Maintenance costs and fleet commonality. Alaska is a strong, strong proponent of the advantages of operating a single fleet type, so the company’s executives will spend considerable time analyzing how much higher maintenance and other fleet-related costs will be if it moved to a dual fleet. However, as mentioned above, there would be some maintenance commonality regarding neo and MAX engines since Virgin America is going with the LEAP-1A to power its neos. (The MAX is powered by the LEAP-1B.)
Without the Virgin America A320 family fleet, how would the “new” Alaska maintain its growth? Tilden said the post-merger Alaska would seek to maintain the same annual 4%-8% growth rate as the pre-merger Alaska. This growth rate would not include the increase in size from combining the two airlines; in other words, the combined Alaska/Virgin America would generally plan to get about 4%-8% bigger per year compared to the combined size of the two airlines pre-merger. So if Alaska drops the current A320 family aircraft and backs out of the future A320neo family deliveries, how will it grow as much as it plans? This is where Boeing could swoop in and offer a sweet deal to Alaska on additional 737NGs and 737 MAXs to (a) keep Alaska as an “all-Boeing” operator and (b) deliver a serious blow to Airbus—Virgin America, which routinely wins plaudits for its service aboard its A320s, was a real Airbus success story, demonstrating exactly what could be done with an A320 cabin.

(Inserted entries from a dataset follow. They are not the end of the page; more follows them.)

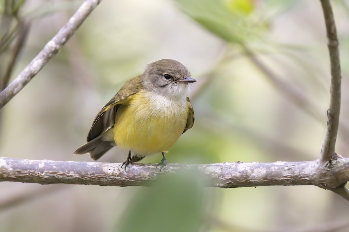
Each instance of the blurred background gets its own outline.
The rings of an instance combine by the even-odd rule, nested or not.
[[[3,88],[81,1],[0,1]],[[332,1],[343,78],[336,151],[349,146],[349,1]],[[330,73],[319,1],[103,1],[1,111],[0,156],[90,161],[73,152],[96,115],[145,65],[178,60],[198,80],[194,127],[169,162],[319,157]],[[122,162],[112,149],[99,160]],[[141,162],[157,163],[161,154]],[[152,187],[0,183],[0,231],[347,231],[349,202],[313,186],[203,188],[195,173]]]

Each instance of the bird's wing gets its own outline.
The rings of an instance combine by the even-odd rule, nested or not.
[[[129,97],[142,89],[142,75],[130,79],[126,82],[115,95],[98,113],[92,123],[87,135],[87,142],[98,137],[108,129],[113,127],[115,115],[120,104],[127,104]]]
[[[187,105],[188,105],[188,108],[189,109],[189,113],[188,114],[188,119],[187,120],[187,125],[185,126],[185,128],[183,131],[184,133],[187,130],[189,130],[193,127],[193,125],[194,124],[194,109],[193,109],[193,106],[190,103],[190,101],[189,98],[187,97]],[[183,134],[182,133],[182,134]]]

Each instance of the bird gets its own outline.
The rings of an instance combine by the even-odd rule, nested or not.
[[[89,153],[96,160],[115,146],[128,151],[121,168],[148,155],[168,152],[194,123],[188,94],[192,83],[187,69],[173,59],[147,65],[143,74],[127,81],[96,116],[87,143],[74,154]],[[131,157],[131,154],[132,155]]]

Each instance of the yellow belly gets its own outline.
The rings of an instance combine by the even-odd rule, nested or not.
[[[140,155],[167,152],[183,133],[188,114],[186,100],[170,101],[140,91],[118,109],[114,142]]]

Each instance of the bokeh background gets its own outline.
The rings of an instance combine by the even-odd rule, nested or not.
[[[82,2],[0,1],[0,36],[8,39],[1,44],[0,76],[23,28],[30,25],[10,81]],[[349,1],[332,2],[343,76],[336,151],[347,157]],[[16,27],[18,22],[25,23]],[[166,155],[169,162],[318,159],[329,105],[326,43],[318,1],[103,1],[0,112],[0,155],[90,161],[72,154],[97,113],[146,64],[170,58],[198,82],[190,96],[195,123]],[[100,160],[121,162],[127,155],[114,148]],[[1,183],[0,231],[349,230],[349,202],[329,191],[203,188],[196,175],[150,188]]]

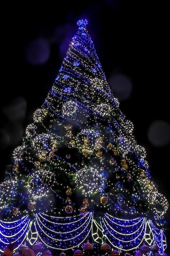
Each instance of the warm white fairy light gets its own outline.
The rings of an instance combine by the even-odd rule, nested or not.
[[[168,202],[150,180],[145,150],[110,89],[87,23],[78,22],[55,83],[35,111],[23,146],[13,151],[9,181],[0,187],[7,223],[1,222],[0,241],[6,244],[9,224],[20,244],[38,239],[48,248],[66,250],[89,236],[122,252],[136,249],[144,240],[150,245],[154,236],[162,254]],[[148,220],[150,212],[160,229]]]

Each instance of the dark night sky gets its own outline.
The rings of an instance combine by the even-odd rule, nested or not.
[[[4,4],[1,177],[32,122],[34,111],[52,87],[77,32],[77,22],[86,18],[107,81],[121,111],[133,123],[133,134],[146,150],[152,178],[170,205],[169,8],[166,1],[148,2]],[[167,215],[169,225],[169,209]],[[166,252],[170,255],[169,233]]]

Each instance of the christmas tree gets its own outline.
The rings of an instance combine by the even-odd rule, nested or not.
[[[167,247],[167,200],[110,89],[87,24],[77,22],[52,88],[7,166],[0,252],[16,241],[16,249],[40,242],[55,255],[87,243],[94,255]]]

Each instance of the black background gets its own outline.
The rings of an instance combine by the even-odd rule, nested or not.
[[[71,38],[77,32],[77,21],[86,18],[87,29],[106,79],[108,81],[113,72],[118,72],[131,81],[130,95],[128,99],[120,100],[120,108],[133,123],[136,140],[147,152],[152,179],[170,204],[170,143],[155,146],[148,137],[153,121],[161,119],[170,124],[168,3],[114,0],[44,3],[28,1],[3,4],[1,177],[6,165],[11,163],[13,149],[21,144],[25,128],[32,122],[33,111],[41,106],[52,87]],[[45,63],[32,65],[26,59],[25,49],[30,41],[38,37],[49,41],[51,38],[50,54]],[[4,110],[18,97],[24,99],[26,106],[25,115],[17,126],[9,121]],[[12,135],[12,139],[4,142],[2,129],[7,130]],[[166,216],[169,225],[170,216],[169,208]],[[166,234],[166,250],[169,256],[169,231]]]

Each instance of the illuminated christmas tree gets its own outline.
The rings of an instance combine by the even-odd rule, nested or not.
[[[154,245],[162,254],[168,201],[109,88],[87,20],[77,24],[0,184],[0,252],[26,241],[55,255],[83,252],[87,243],[94,255],[104,245],[120,255]]]

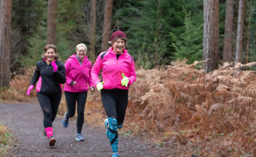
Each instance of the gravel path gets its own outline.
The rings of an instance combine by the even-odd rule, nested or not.
[[[75,140],[76,120],[70,120],[68,127],[64,128],[62,118],[57,116],[53,123],[56,142],[50,147],[43,135],[43,114],[38,104],[0,105],[0,122],[7,126],[17,139],[9,157],[111,157],[103,122],[98,128],[84,124],[82,134],[85,140],[78,142]],[[119,141],[120,157],[166,156],[135,137],[119,135]]]

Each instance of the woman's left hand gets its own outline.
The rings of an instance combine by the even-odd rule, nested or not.
[[[58,69],[58,67],[56,65],[56,63],[55,63],[55,62],[52,62],[51,64],[53,67],[53,72],[56,71]]]
[[[95,90],[95,89],[94,89],[94,87],[90,87],[90,89],[91,90],[91,91],[94,91],[94,90]]]

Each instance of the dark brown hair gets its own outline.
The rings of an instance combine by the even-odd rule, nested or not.
[[[57,60],[59,59],[59,56],[57,54],[57,49],[58,49],[58,48],[57,48],[57,47],[54,44],[47,44],[44,47],[44,50],[45,51],[45,52],[44,52],[44,53],[42,55],[42,57],[43,58],[46,58],[46,57],[45,56],[45,53],[47,51],[47,50],[49,49],[54,49],[54,52],[55,53],[56,53],[56,56],[55,56],[54,59]]]

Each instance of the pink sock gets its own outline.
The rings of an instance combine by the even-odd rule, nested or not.
[[[49,138],[50,136],[53,136],[52,127],[46,128],[45,130],[45,131],[46,131],[46,135],[47,135],[47,137]]]

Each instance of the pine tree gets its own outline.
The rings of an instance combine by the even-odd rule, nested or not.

That brings us to the final major factor: What kind of product does the “new” Alaska plan to offer passengers? Tilden said he believes Alaska and Virgin America have “more in common than not,” but acknowledged there are key differences in the two airlines’ products. Virgin America is known for mood-lit cabins, customized leather seats and cutting-edge seatback inflight entertainment systems. Alaska’s more utilitarian cabins offer “direct-to-your-device” IFE in which passengers download a Gogo Video Player onto their own portable device prior to takeoff. One of the big questions Alaska will have to answer post-merger is whether its onboard product is suited for the kind of high-end passengers traveling transcontinental on Virgin America from SFO and LAX to New York. Indeed, after beating out JetBlue Airways in a bidding battle for Virgin America, the last thing Alaska wants to see happen is for Virgin America’s high-end transcontinental customers to switch to JetBlue or other airlines because they are no longer getting the “Virgin” service on those 5-plus hour flights. Might it be simplest to keep at least some of Virgin America’s A320s—and the service they are designed to provide—for these transcontinental flights?